Stadium 1: Tanpa Gejala, Tapi Sudah Ada Tanda
Pada tahap awal ini, fungsi ginjal masih di atas 90 persen. Secara umum, belum ada gejala yang dirasakan. Namun, protein sudah bisa terdeteksi dalam urine. Kerusakan tergolong ringan, tetapi tetap harus diawasi.
Stadium 2: Kerusakan Meningkat, Tapi Masih Sunyi Gejala
Di fase ini, GFR menurun ke angka 60–89 persen. Ginjal mungkin masih bekerja nyaris normal, dan seperti sebelumnya, gejala fisik belum muncul. Namun, protein dalam urine dan tanda-tanda kerusakan fisik mulai tampak.
Stadium 3: Racun Menumpuk, Gejala Mulai Terasa
Ketika fungsi ginjal tinggal 30–59 persen, limbah mulai tertahan dalam tubuh.

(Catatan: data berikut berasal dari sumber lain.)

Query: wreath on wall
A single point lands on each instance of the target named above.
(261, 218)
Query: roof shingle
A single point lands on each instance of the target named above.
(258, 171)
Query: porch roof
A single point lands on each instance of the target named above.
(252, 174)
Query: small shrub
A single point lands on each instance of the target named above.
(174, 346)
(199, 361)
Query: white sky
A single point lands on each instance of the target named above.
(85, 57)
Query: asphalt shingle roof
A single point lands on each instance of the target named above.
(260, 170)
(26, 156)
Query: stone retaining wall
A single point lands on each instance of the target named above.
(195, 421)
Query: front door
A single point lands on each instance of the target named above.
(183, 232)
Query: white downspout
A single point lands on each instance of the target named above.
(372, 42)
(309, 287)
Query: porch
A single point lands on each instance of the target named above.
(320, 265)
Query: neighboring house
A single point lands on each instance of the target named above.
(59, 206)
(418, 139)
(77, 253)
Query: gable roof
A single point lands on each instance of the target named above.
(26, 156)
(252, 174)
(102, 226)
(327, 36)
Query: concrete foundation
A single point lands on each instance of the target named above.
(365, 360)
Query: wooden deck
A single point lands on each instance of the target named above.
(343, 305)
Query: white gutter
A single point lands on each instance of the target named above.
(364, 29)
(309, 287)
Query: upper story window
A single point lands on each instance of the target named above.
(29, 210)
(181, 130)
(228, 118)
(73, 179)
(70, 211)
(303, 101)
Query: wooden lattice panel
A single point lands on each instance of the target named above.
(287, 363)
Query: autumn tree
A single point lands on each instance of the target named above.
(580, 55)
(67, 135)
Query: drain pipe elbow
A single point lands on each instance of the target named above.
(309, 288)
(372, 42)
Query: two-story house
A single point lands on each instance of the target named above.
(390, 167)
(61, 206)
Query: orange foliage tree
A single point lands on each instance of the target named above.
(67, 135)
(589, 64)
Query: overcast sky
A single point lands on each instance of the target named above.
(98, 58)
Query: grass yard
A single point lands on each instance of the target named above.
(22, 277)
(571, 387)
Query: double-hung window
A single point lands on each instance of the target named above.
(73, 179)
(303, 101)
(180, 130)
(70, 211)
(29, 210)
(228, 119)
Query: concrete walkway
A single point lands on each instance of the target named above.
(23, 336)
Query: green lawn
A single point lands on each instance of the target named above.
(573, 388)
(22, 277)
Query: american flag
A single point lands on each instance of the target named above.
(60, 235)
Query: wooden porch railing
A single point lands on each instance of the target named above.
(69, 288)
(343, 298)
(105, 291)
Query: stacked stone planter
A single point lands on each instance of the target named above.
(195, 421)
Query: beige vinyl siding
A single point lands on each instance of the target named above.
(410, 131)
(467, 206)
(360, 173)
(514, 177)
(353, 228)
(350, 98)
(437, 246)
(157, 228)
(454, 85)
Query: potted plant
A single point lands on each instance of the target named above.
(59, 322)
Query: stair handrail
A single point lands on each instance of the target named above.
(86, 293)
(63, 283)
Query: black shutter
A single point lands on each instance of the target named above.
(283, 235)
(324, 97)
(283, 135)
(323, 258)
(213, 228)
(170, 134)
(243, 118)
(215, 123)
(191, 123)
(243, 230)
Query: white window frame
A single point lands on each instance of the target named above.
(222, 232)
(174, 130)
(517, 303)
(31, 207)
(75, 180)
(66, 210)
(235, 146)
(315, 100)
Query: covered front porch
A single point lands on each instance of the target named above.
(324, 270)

Pasien bisa merasa lelah, lemah, dan mengalami pembengkakan di tangan atau kaki. “Penyakit ginjal kronis di stadium 3 membuat ginjal seseorang mulai tidak bekerja dengan baik dalam menyaring limbah dan cairan ekstra dari darah,” tulis laporan tersebut.

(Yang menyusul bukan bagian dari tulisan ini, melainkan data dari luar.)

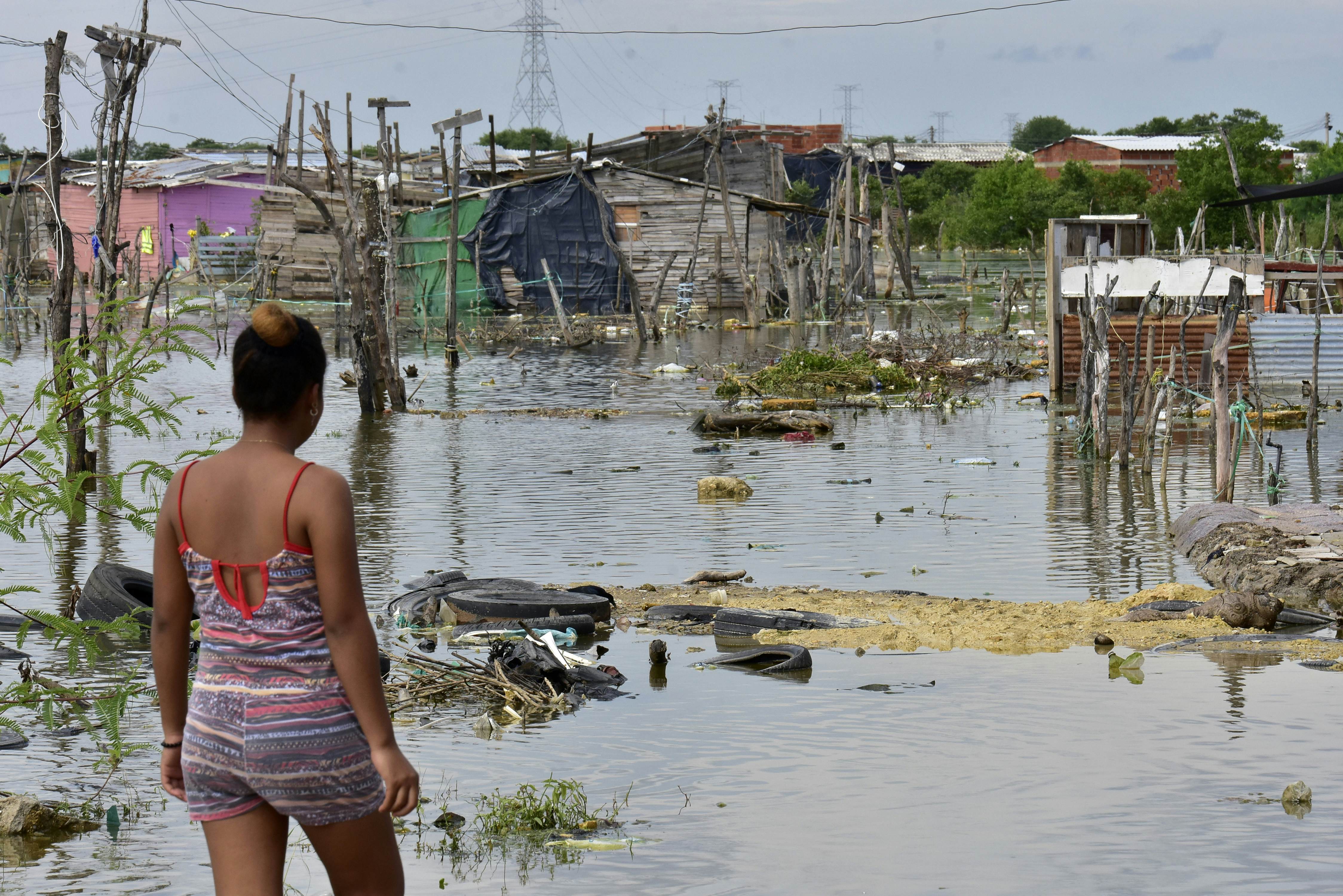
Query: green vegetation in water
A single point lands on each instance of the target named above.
(809, 373)
(556, 805)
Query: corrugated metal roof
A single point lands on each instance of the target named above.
(966, 152)
(1283, 346)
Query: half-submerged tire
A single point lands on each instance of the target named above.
(488, 605)
(582, 624)
(113, 592)
(792, 656)
(745, 622)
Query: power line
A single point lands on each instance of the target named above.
(535, 69)
(646, 31)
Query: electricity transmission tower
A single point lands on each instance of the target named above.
(942, 124)
(848, 109)
(722, 90)
(534, 96)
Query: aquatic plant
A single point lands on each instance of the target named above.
(556, 805)
(810, 371)
(105, 377)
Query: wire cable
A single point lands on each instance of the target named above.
(644, 31)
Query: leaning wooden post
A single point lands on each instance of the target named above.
(1313, 414)
(1228, 316)
(558, 304)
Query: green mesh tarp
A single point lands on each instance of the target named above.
(424, 280)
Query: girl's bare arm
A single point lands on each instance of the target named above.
(170, 636)
(329, 514)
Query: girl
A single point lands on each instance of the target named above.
(286, 717)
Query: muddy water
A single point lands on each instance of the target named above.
(1008, 774)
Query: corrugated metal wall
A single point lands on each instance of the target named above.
(1283, 346)
(221, 207)
(1166, 340)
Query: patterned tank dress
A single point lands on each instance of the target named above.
(268, 719)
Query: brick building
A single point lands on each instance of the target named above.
(1154, 158)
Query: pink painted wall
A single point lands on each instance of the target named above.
(156, 207)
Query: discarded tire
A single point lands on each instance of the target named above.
(582, 624)
(488, 605)
(681, 613)
(113, 592)
(1287, 616)
(793, 657)
(738, 622)
(413, 602)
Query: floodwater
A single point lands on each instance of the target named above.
(974, 773)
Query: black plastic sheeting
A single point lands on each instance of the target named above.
(559, 221)
(1331, 186)
(820, 170)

Tekanan darah tinggi, gangguan tulang, hingga gejala anemia pun bisa muncul.
Stadium 4: Tubuh Kewalahan, Risiko Komplikasi Meningkat
Fungsi ginjal turun drastis ke kisaran 15–29 persen. Penumpukan racun dan cairan semakin parah. Gejala yang biasanya dialami antara lain pembengkakan ekstrem, nyeri punggung bawah, kehilangan nafsu makan, dan kelelahan berkepanjangan. Pada tahap ini, pasien disarankan bersiap menghadapi terapi pengganti ginjal seperti dialisis atau transplantasi.
Stadium 5: Gagal Ginjal Total, Hidup Bergantung Teknologi
Ketika GFR turun di bawah 15 persen, ginjal hampir atau sama sekali tidak berfungsi. Ini adalah tahap paling kritis, disebut juga gagal ginjal. Racun yang tak tersaring bisa membuat pasien sakit parah. “Penumpukan racun dapat membuat pasien sakit parah, dan agar dapat bertahan hidup, pasien mungkin memerlukan dialisis atau transplantasi ginjal,” demikian penjelasan detikHealth.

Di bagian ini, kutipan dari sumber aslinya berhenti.